Безотрадная действительность и бремя неволи порождают, в конце концов, по выражению Нетцеля, "безграничный субъективизм". Другими словами, своеобразие "русской души" он ставит в зависимость от социальных условий. Идеализм Нетцеля эклектически увязывался у него с критикой социальных отношений в России: не случайно отдельные работы Нетцеля публиковались в немецкой социал-демократической печати. Субъективизм "русской души" Нетцель выделяет как важнейшее ее свойство, проливающее свет на ее тайну, которую Нетцель стремился разрешить в своих работах "Славянская душа" (1916) и "Основы русского духа" (1917).

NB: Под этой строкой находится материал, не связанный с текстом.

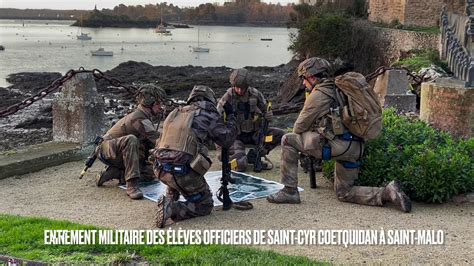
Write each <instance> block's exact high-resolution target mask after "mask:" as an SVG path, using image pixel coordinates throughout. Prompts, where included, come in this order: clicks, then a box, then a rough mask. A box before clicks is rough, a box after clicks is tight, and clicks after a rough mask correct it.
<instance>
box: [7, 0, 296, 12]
mask: <svg viewBox="0 0 474 266" xmlns="http://www.w3.org/2000/svg"><path fill="white" fill-rule="evenodd" d="M224 1H225V0H170V1H153V0H29V1H28V0H0V8H19V9H26V8H29V9H41V8H46V9H81V10H91V9H93V8H94V5H96V4H97V9H99V10H100V9H102V8H110V9H111V8H113V7H114V6H117V5H119V4H125V5H144V4H156V3H160V2H167V3H168V4H173V5H177V6H180V7H185V6H197V5H199V4H203V3H216V2H219V3H221V4H222V3H224ZM262 2H266V3H275V4H276V3H280V4H282V5H286V4H288V3H295V2H297V1H296V0H263V1H262Z"/></svg>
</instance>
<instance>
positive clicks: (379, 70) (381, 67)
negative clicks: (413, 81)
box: [365, 66, 424, 85]
mask: <svg viewBox="0 0 474 266" xmlns="http://www.w3.org/2000/svg"><path fill="white" fill-rule="evenodd" d="M387 70H405V71H406V72H407V75H408V76H410V77H411V78H412V79H413V81H414V83H415V84H416V85H419V84H421V83H422V82H423V79H424V75H423V76H418V75H414V74H413V73H411V71H410V70H409V69H408V68H406V67H386V66H381V67H379V68H377V69H376V70H375V71H374V72H372V73H370V74H368V75H367V76H365V79H366V80H367V82H370V81H371V80H373V79H374V78H376V77H378V76H380V75H382V74H384V73H385V71H387Z"/></svg>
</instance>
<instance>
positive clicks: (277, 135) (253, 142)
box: [217, 127, 285, 172]
mask: <svg viewBox="0 0 474 266" xmlns="http://www.w3.org/2000/svg"><path fill="white" fill-rule="evenodd" d="M284 134H285V131H283V130H282V129H280V128H276V127H269V128H268V130H267V132H266V134H265V135H266V136H269V135H271V136H272V141H271V142H266V143H265V144H264V145H263V148H264V149H265V150H264V154H263V155H267V154H268V153H269V152H270V151H271V150H273V149H274V148H275V147H277V146H278V145H280V143H281V138H282V137H283V135H284ZM257 138H258V132H250V133H241V134H240V135H239V136H237V139H236V140H235V141H234V143H233V144H232V146H231V147H230V148H229V160H234V159H235V160H236V161H237V171H240V172H243V171H246V170H247V166H248V160H247V154H246V152H245V145H257V144H258V139H257ZM220 156H221V155H220V153H218V156H217V157H218V159H219V161H220V160H221V158H220Z"/></svg>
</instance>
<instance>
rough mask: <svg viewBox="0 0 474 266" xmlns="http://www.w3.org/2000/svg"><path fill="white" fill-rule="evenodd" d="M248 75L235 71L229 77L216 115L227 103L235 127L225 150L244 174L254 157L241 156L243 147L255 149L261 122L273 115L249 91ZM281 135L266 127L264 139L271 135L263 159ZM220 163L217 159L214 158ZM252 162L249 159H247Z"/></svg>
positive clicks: (248, 71) (248, 75)
mask: <svg viewBox="0 0 474 266" xmlns="http://www.w3.org/2000/svg"><path fill="white" fill-rule="evenodd" d="M250 81H251V77H250V73H249V71H248V70H246V69H243V68H241V69H236V70H234V71H233V72H232V73H231V75H230V83H231V85H232V88H229V89H228V90H227V92H226V93H225V94H224V95H223V96H222V98H221V99H220V100H219V103H218V105H217V109H218V110H219V112H220V113H222V111H223V106H224V105H225V104H227V103H229V104H230V105H232V107H233V109H234V111H235V117H236V119H237V125H238V130H239V133H238V136H237V139H236V140H235V142H234V144H233V145H232V147H230V149H229V159H230V160H233V159H236V161H237V169H236V170H237V171H240V172H244V171H246V169H247V165H248V163H254V160H255V159H254V158H252V157H254V156H251V155H250V154H251V153H252V152H253V150H251V151H249V154H248V155H249V156H248V155H247V154H246V153H245V145H246V144H251V145H257V144H258V134H259V130H260V129H261V126H262V118H265V119H268V120H271V119H272V117H273V113H272V111H271V110H269V111H267V100H266V99H265V97H264V96H263V94H262V93H261V92H260V91H258V90H257V89H255V88H253V87H250V86H249V85H250ZM284 134H285V132H284V131H283V130H282V129H279V128H275V127H269V128H268V130H267V132H265V135H266V136H268V135H272V136H273V139H272V141H271V142H265V144H264V151H263V153H262V154H263V155H266V154H268V153H269V152H270V151H271V150H273V149H274V148H275V147H276V146H278V145H280V142H281V138H282V137H283V135H284ZM218 158H219V160H220V157H218ZM251 158H252V159H251ZM249 159H250V161H249Z"/></svg>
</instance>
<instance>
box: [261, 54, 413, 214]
mask: <svg viewBox="0 0 474 266" xmlns="http://www.w3.org/2000/svg"><path fill="white" fill-rule="evenodd" d="M329 68H330V64H329V62H327V61H326V60H324V59H320V58H316V57H313V58H309V59H307V60H305V61H303V62H302V63H301V64H300V65H299V67H298V74H299V76H300V77H301V78H302V79H303V84H304V85H305V86H306V87H307V88H308V89H312V92H311V94H310V95H309V97H308V98H307V99H306V101H305V103H304V106H303V110H302V111H301V113H300V114H299V116H298V118H297V120H296V122H295V125H294V127H293V133H289V134H286V135H285V136H283V139H282V143H281V145H282V156H281V182H282V183H283V184H284V185H285V187H284V188H283V189H282V190H280V191H279V192H277V193H275V194H272V195H270V196H268V197H267V200H268V201H269V202H271V203H300V196H299V193H298V189H297V185H298V176H297V171H298V158H299V156H298V153H300V152H301V153H304V154H307V155H311V156H313V157H315V158H316V159H323V160H330V159H331V158H333V159H335V160H336V169H335V178H334V190H335V192H336V195H337V198H338V199H339V200H340V201H345V202H352V203H358V204H363V205H373V206H382V205H383V204H384V203H385V202H393V203H394V204H395V206H396V207H397V208H398V209H400V210H402V211H404V212H410V210H411V202H410V199H409V198H408V197H407V196H406V195H405V193H403V192H402V191H401V188H400V184H399V183H398V182H395V181H392V182H390V183H389V184H388V185H387V186H386V187H362V186H354V182H355V180H356V179H357V177H358V175H359V162H360V159H361V156H362V154H363V149H364V139H362V138H360V137H357V136H355V135H354V134H352V133H351V132H350V131H349V130H348V128H346V127H345V126H344V125H342V124H340V123H338V119H339V118H338V117H336V116H335V115H336V114H335V110H338V109H337V108H339V107H342V106H340V104H339V102H340V100H339V99H340V98H341V97H340V94H339V93H340V92H339V90H340V89H341V86H339V85H338V86H336V84H335V81H334V80H332V79H329V75H328V70H329ZM352 74H355V76H357V75H358V74H357V73H353V72H352ZM344 76H346V75H344ZM340 77H341V76H340ZM340 77H338V78H340ZM359 77H361V78H362V79H363V80H362V81H361V82H359V81H358V80H356V81H357V82H354V83H353V84H366V82H365V79H364V78H363V76H359ZM337 80H341V79H336V81H337ZM336 88H337V90H336ZM374 103H375V105H376V108H374V109H375V110H376V109H377V108H378V109H380V104H379V103H378V102H374ZM351 111H353V110H351ZM378 112H379V113H380V112H381V110H378ZM366 114H367V113H366ZM377 121H379V122H380V121H381V120H377ZM339 122H340V121H339ZM371 122H373V121H371ZM380 128H381V124H380V127H379V128H378V129H377V130H378V131H377V132H380ZM377 134H378V133H377Z"/></svg>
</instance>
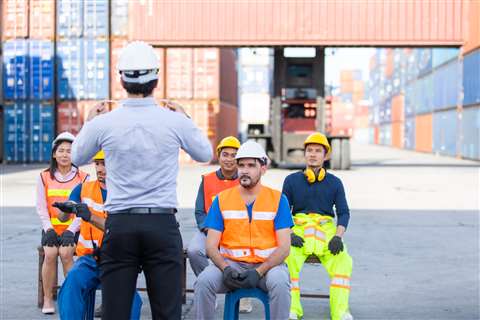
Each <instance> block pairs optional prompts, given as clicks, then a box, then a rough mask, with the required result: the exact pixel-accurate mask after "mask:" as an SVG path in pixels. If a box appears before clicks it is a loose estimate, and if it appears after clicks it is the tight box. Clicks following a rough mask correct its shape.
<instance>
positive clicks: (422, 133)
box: [415, 113, 433, 152]
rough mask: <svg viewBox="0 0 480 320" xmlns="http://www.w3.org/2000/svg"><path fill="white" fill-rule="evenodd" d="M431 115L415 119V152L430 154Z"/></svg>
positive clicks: (431, 133) (430, 136) (420, 116)
mask: <svg viewBox="0 0 480 320" xmlns="http://www.w3.org/2000/svg"><path fill="white" fill-rule="evenodd" d="M432 123H433V121H432V114H431V113H429V114H423V115H419V116H416V117H415V150H417V151H421V152H432V145H433V141H432V140H433V133H432Z"/></svg>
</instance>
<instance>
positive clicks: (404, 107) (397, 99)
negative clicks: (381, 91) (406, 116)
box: [392, 94, 405, 122]
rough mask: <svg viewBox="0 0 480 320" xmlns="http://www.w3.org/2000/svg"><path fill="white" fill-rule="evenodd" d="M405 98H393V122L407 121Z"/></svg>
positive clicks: (404, 97)
mask: <svg viewBox="0 0 480 320" xmlns="http://www.w3.org/2000/svg"><path fill="white" fill-rule="evenodd" d="M404 109H405V96H404V95H403V94H399V95H396V96H394V97H393V98H392V122H398V121H404V120H405V112H404Z"/></svg>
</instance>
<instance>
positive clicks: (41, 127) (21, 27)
mask: <svg viewBox="0 0 480 320" xmlns="http://www.w3.org/2000/svg"><path fill="white" fill-rule="evenodd" d="M2 4H3V7H2V9H3V17H5V19H4V20H3V22H2V47H3V57H2V62H3V66H2V75H3V76H2V79H3V80H2V82H3V83H2V88H3V108H2V113H3V151H4V156H3V158H4V160H6V161H11V162H39V161H48V160H49V158H50V152H51V143H52V141H53V137H54V126H55V123H54V102H53V99H54V61H53V59H54V41H53V37H54V27H53V26H54V19H53V17H54V2H53V1H33V0H30V1H28V0H24V1H14V0H6V1H3V2H2Z"/></svg>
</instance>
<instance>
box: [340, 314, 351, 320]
mask: <svg viewBox="0 0 480 320" xmlns="http://www.w3.org/2000/svg"><path fill="white" fill-rule="evenodd" d="M341 320H353V316H352V315H351V314H350V312H345V313H344V314H343V315H342V318H341Z"/></svg>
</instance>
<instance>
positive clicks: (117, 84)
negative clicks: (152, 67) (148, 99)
mask: <svg viewBox="0 0 480 320" xmlns="http://www.w3.org/2000/svg"><path fill="white" fill-rule="evenodd" d="M127 43H128V41H127V40H122V39H114V40H113V41H112V42H111V48H112V49H111V59H110V61H111V66H110V87H111V97H112V99H114V100H120V99H126V98H127V92H126V91H125V89H123V87H122V84H121V83H120V74H119V73H118V70H117V63H118V56H119V54H120V52H121V51H122V48H123V47H124V46H125V45H126V44H127ZM155 52H156V53H157V55H158V59H159V70H158V85H157V88H155V91H154V97H155V98H157V99H162V98H164V97H165V85H164V83H165V82H164V80H165V68H164V64H165V63H164V52H165V49H163V48H155Z"/></svg>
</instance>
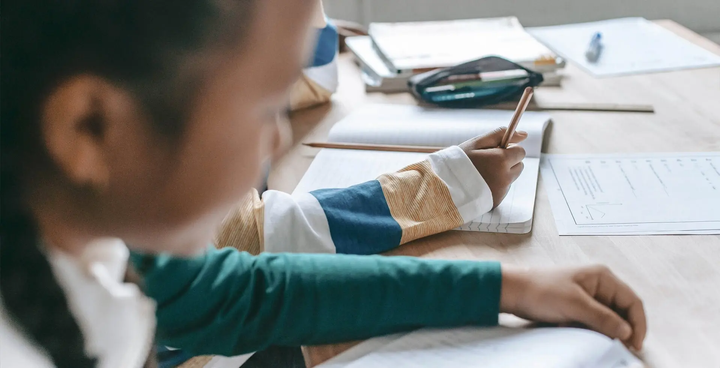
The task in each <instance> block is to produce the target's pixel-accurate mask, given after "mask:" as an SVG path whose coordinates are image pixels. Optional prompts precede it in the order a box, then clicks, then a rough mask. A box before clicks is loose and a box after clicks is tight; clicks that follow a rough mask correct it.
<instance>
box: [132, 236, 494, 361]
mask: <svg viewBox="0 0 720 368" xmlns="http://www.w3.org/2000/svg"><path fill="white" fill-rule="evenodd" d="M133 260H134V261H135V264H136V266H137V268H138V269H139V271H140V272H141V274H142V275H143V279H144V284H145V288H146V293H147V294H148V296H150V297H152V298H153V299H155V300H156V302H157V313H156V314H157V338H158V342H159V343H161V344H164V345H167V346H171V347H174V348H181V349H185V350H186V351H188V352H191V353H194V354H217V355H226V356H230V355H238V354H242V353H247V352H252V351H257V350H260V349H263V348H265V347H267V346H269V345H285V346H298V345H315V344H325V343H333V342H340V341H348V340H356V339H364V338H369V337H372V336H378V335H384V334H389V333H394V332H399V331H405V330H410V329H415V328H418V327H424V326H433V327H451V326H460V325H495V324H497V319H498V308H499V300H500V287H501V273H500V264H499V263H496V262H474V261H440V260H422V259H417V258H410V257H383V256H353V255H327V254H326V255H320V254H261V255H259V256H251V255H249V254H248V253H244V252H242V253H241V252H238V251H237V250H235V249H227V248H226V249H221V250H217V249H214V248H213V249H211V250H209V251H208V252H207V253H206V254H204V255H202V256H200V257H196V258H190V259H183V258H171V257H167V256H157V257H142V256H140V255H133Z"/></svg>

Субъективизм, по Нетцелю, проявляется прежде всего в уходе от действительности, в стремлении преодолеть ее в "мире надежд и желаний". А поскольку надежда у всех одна — надежда на социальное освобождение, то русский человек считает свое субъективное мнение всеобщим и принимает его за объективную истину. Отсюда Нетцель приходит к выводу о специфической природе русского мышления в отличие от европейского — рассудочного[2187]. Своеобразие "русской мысли" раскрывается Нетцелю в творчестве Достоевского.
Он обобщает:
"Европейская наука плетется позади русского интуитивного познания! В порыве своего непосредственного чувства русский человек переживает откровение бога".
"Россию, — таков итог, к которому приходит Нетцель, — можно постичь только чувством"[2188].
Другой аспект "русской" проблемы рассматривает Эмиль Лука (1877-1941), австрийский писатель-эссеист, автор ряда статей о Достоевском и книги "Достоевский" (1924)[2189]. В статье "Проблема Раскольникова" (1914) Лука поднимает вопрос о русской этике, основанной на "чувстве и религии" и противопоставляет ей "утилитарную позитивистскую мораль" Запада. С точки зрения этой морали, "преступление и зло" рассматриваются не "этически" — как проявление свободы воли, а детерминированно — как "болезнь и ненормальность", которые надлежит устранить. Короче говоря, с преступника снимается "личная ответственность", он не искупает вину, а лишь изолируется от общества. В этом, по мнению Луки, — нивелирующая сущность буржуазной морали. "Достоевский же, напротив, — подчеркивает Лука, — решительный сторонник индивидуальной морали, согласно которой добро (любовь) уже само по себе является ценностью, и которое не карает преступника в утилитарных целях <…> а ведет его к очищению". Поэтому "русский преступник (в противоположность европейскому) никогда не предается злу целиком…" В интерпретации "Преступления и наказания" Лука переносит центр тяжести на проблему искупления вины как на главную проблему индивидуальной морали Достоевского. Сам факт преступления критика не интересует.
По его убеждению, не придавал ему значения и Достоевский:
"Едва ли кто до Достоевского в последнем тысячелетии — исключая мастера Экхарта — понимал, как мало значит поступок сам по себе".